Old world burrower - This environment will be easier to set up and manage. H lividum is a renown pet hole, so you can decorate the substrate without worrying too much about the T, which is sitting comfortable in its borrow. Note: your T will need to establish its home (burrow). What you can do here is to encourage it to make its burrow and then put the plants around it. Do not put the plants too close to the entrance of the burrow as the T will doing some digging and you dont want the substrate to pile on the plants. As for the plants... you can have a look at this thread.. http://www.arachnoboards.com/ab/showthread.php?247118-Plants-in-your-Enclosure

New world arboreal - How about placing Bromeliads or Tillandsias on a corkbark? Try not to choose the spikey ones as they may hurt your T.


----------



## edgeofthefreak (Aug 7, 2013)

josh_r said:


> most people that have any knowledge and experience in planted vivaria try to encourage springtails and other organisms to colonize the vivarium. Why would you go through all that trouble to get rid of sprintails and "centipedes" ¿¿¿¿¿¿¿¿¿¿¿¿¿¿¿  They will keep your substrate clean.
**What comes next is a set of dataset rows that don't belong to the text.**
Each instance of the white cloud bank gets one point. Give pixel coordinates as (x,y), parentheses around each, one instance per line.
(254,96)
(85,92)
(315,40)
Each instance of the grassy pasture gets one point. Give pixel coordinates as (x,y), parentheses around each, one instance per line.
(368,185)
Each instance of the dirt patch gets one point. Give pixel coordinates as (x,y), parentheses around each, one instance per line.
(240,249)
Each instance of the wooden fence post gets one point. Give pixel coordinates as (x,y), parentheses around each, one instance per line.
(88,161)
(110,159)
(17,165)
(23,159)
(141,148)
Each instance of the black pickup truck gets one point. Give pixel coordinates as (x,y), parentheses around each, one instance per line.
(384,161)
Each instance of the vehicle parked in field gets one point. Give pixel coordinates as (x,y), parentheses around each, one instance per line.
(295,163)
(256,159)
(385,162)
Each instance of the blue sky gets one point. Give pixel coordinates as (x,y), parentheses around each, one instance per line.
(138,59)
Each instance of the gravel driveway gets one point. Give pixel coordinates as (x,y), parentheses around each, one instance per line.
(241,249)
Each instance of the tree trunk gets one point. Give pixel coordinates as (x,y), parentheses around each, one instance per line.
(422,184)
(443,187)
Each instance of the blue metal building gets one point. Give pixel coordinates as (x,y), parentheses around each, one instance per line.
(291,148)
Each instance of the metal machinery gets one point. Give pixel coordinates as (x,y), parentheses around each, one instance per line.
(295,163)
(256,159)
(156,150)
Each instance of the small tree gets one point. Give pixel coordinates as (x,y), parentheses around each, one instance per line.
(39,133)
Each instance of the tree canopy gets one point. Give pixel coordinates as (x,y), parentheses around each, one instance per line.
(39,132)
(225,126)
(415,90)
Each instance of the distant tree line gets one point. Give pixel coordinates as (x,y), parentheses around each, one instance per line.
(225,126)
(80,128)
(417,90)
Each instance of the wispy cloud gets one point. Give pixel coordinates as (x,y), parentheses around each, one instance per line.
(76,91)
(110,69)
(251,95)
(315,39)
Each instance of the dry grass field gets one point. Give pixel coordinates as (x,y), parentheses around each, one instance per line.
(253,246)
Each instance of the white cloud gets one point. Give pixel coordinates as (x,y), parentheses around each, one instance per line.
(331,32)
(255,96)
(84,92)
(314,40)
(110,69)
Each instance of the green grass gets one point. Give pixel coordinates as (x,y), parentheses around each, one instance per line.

Ahhh yes, they WOULD keep my substrate clean, if it weren't for the near tidal wave of mold I had. About 1/3 of the enclosure was wrapped in a thick film of mold, which being attracted to light, wasn't in the burrow of scorpion. I'm trying to get that ecosystem back, but it's been tough so far. I should have kept a small amount of my old sub, to take critters from and add back into the new one. I was quite scared of taking that mold with me.

Really, I miss those little centipedes! (pretty sure they're just garden centipedes)


----------



## Louise E. Rothstein (Nov 12, 2013)

Most molds are not at all attracted to light.
Since most algae LOVE LIGHT IN CAPITALS your mold might have been at least partly algal.

Baby centipedes would not have eaten either.
They might have been eating (tiny) critters who would have.
And they might have all been too small for your scorpion.

But we will never know now.


----------